🤖 AI Summary
Current text-to-image generation models are constrained by either local supervision—requiring multi-step iterative refinement—or knowledge distillation—which depends on pre-trained teacher models—thus failing to simultaneously support arbitrary-step inference and end-to-end training from scratch. This paper introduces Self-E, the first teacher-free, step-agnostic end-to-end flow matching framework. Self-E unifies local flow matching learning with global consistency optimization via a dynamic self-assessment mechanism. It further incorporates self-supervised score estimation and differentiable trajectory modeling, enabling continuous, fine-grained control of inference steps (1–50) within a single model.
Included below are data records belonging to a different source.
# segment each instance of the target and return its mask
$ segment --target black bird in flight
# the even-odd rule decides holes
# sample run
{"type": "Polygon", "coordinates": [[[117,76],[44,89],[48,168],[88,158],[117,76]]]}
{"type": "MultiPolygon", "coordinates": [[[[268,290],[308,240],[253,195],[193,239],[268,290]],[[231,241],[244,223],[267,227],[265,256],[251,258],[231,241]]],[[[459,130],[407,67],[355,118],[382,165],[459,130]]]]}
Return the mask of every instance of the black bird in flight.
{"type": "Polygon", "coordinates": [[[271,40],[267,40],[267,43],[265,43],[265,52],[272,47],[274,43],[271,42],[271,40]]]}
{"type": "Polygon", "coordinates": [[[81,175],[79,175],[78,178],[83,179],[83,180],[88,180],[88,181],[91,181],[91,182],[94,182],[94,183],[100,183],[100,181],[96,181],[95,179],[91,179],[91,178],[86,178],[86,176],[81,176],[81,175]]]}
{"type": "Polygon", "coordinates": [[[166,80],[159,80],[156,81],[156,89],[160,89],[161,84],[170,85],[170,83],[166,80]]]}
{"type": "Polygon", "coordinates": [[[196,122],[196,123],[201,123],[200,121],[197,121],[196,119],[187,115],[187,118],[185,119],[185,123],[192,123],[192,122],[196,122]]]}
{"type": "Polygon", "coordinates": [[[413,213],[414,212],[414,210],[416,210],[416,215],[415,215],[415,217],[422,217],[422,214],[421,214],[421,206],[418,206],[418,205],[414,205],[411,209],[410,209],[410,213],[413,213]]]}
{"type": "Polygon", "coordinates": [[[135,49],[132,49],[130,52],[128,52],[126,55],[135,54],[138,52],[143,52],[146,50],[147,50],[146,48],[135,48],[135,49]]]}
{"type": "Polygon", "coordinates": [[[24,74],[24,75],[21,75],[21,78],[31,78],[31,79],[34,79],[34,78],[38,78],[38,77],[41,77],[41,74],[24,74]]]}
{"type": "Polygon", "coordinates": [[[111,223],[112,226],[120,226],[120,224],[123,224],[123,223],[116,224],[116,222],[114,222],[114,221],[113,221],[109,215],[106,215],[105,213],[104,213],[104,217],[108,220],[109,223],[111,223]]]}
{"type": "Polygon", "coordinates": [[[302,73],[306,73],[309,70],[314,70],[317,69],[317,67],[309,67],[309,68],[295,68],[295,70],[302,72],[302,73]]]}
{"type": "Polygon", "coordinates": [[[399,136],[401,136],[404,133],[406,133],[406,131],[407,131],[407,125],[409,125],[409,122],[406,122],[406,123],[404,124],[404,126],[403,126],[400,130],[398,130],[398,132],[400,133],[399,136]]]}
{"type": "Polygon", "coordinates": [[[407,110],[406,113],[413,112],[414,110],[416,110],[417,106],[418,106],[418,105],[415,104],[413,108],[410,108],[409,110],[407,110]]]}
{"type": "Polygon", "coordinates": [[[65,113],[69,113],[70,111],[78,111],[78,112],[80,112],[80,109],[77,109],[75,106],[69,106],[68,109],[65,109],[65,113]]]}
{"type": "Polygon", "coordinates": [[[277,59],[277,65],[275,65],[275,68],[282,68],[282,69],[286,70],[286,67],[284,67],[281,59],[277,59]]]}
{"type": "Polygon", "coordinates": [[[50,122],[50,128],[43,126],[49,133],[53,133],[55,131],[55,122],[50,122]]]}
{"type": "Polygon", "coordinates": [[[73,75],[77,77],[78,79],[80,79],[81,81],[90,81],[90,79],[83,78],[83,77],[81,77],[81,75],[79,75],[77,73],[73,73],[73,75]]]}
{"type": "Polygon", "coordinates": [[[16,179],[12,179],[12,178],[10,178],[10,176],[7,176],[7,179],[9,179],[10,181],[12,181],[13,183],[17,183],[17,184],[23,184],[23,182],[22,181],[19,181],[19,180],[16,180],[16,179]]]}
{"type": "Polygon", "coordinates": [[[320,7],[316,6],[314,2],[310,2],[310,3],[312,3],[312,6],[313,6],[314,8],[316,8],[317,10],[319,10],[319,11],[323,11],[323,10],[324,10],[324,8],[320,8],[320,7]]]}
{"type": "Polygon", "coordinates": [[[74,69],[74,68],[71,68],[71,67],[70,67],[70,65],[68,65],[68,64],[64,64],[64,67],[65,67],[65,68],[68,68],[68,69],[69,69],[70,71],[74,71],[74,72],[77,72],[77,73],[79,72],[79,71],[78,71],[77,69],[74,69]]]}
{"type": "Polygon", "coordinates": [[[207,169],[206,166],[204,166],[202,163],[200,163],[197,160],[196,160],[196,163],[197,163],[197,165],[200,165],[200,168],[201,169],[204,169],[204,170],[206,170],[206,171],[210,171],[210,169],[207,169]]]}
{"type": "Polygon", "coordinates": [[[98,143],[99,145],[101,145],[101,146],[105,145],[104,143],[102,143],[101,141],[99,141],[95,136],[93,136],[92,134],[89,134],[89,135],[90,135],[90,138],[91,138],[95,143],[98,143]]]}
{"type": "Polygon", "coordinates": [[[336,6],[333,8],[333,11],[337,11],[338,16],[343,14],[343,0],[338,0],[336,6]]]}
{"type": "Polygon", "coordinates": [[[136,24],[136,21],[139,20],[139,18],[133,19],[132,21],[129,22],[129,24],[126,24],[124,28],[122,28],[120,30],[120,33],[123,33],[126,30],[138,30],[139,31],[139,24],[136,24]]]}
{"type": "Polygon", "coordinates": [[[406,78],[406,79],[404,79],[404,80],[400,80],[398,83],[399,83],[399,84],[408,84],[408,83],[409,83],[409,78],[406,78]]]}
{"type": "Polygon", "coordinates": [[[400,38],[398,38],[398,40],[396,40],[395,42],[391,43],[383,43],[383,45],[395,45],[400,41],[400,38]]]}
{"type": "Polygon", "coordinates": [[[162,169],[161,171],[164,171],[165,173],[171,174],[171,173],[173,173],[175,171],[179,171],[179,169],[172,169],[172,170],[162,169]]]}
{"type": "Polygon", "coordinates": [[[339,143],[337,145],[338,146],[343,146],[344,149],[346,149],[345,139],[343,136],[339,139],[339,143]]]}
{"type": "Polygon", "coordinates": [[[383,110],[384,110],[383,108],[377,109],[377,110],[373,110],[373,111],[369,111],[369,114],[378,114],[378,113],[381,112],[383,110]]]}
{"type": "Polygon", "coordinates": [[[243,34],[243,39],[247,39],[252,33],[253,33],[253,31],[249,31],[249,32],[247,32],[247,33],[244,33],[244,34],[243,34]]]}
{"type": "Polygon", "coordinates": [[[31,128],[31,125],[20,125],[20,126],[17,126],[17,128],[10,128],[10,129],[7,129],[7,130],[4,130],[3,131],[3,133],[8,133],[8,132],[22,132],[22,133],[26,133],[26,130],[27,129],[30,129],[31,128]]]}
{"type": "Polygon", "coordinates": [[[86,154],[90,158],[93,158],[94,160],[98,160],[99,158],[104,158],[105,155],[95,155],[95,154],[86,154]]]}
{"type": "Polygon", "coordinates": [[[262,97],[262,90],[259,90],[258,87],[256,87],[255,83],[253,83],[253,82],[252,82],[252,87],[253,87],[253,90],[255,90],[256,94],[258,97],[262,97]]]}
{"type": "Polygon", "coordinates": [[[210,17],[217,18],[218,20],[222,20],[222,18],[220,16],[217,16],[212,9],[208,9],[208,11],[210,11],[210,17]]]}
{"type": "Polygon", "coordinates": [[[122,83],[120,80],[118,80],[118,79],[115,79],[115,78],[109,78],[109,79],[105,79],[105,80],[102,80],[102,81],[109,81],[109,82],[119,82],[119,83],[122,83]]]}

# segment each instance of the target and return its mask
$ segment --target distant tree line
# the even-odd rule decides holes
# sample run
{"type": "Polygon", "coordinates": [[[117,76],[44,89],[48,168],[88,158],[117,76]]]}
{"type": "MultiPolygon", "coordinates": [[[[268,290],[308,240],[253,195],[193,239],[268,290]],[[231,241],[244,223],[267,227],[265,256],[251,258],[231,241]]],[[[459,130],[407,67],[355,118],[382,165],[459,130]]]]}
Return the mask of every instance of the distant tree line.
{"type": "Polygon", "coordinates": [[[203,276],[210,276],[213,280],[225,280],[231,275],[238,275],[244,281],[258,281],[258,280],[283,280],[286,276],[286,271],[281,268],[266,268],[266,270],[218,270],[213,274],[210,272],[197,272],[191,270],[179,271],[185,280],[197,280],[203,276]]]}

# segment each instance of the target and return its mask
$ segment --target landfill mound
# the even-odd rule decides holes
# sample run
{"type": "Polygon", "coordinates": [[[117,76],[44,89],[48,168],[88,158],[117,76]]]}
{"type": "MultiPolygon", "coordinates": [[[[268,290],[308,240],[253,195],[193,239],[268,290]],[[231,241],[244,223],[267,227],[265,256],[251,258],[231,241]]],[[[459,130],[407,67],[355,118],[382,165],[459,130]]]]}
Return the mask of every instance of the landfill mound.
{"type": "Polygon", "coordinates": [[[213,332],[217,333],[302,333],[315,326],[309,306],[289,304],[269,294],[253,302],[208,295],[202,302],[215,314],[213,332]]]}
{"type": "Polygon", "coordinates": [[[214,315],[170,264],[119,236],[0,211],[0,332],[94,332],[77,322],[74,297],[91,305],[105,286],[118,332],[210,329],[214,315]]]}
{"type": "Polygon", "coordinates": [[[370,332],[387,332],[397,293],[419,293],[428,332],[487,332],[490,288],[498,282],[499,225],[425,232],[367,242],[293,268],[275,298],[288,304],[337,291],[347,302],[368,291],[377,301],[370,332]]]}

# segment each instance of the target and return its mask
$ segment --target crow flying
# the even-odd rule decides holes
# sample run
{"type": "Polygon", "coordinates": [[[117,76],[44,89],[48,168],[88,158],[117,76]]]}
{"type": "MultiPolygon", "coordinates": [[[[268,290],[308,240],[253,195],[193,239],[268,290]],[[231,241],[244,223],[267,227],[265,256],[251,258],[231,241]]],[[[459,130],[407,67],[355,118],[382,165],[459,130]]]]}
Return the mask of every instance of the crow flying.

Experiments demonstrate that Self-E achieves superior image quality over state-of-the-art methods at 1–4 steps; matches SOTA flow matching performance at 50 steps; and exhibits monotonic performance improvement as the number of inference steps increases.
📝 Abstract
We introduce the Self-Evaluating Model (Self-E), a novel, from-scratch training approach for text-to-image generation that supports any-step inference. Self-E learns from data similarly to a Flow Matching model, while simultaneously employing a novel self-evaluation mechanism: it evaluates its own generated samples using its current score estimates, effectively serving as a dynamic self-teacher. Unlike traditional diffusion or flow models, it does not rely solely on local supervision, which typically necessitates many inference steps. Unlike distillation-based approaches, it does not require a pretrained teacher. This combination of instantaneous local learning and self-driven global matching bridges the gap between the two paradigms, enabling the training of a high-quality text-to-image model from scratch that excels even at very low step counts. Extensive experiments on large-scale text-to-image benchmarks show that Self-E not only excels in few-step generation, but is also competitive with state-of-the-art Flow Matching models at 50 steps. We further find that its performance improves monotonically as inference steps increase, enabling both ultra-fast few-step generation and high-quality long-trajectory sampling within a single unified model. To our knowledge, Self-E is the first from-scratch, any-step text-to-image model, offering a unified framework for efficient and scalable generation.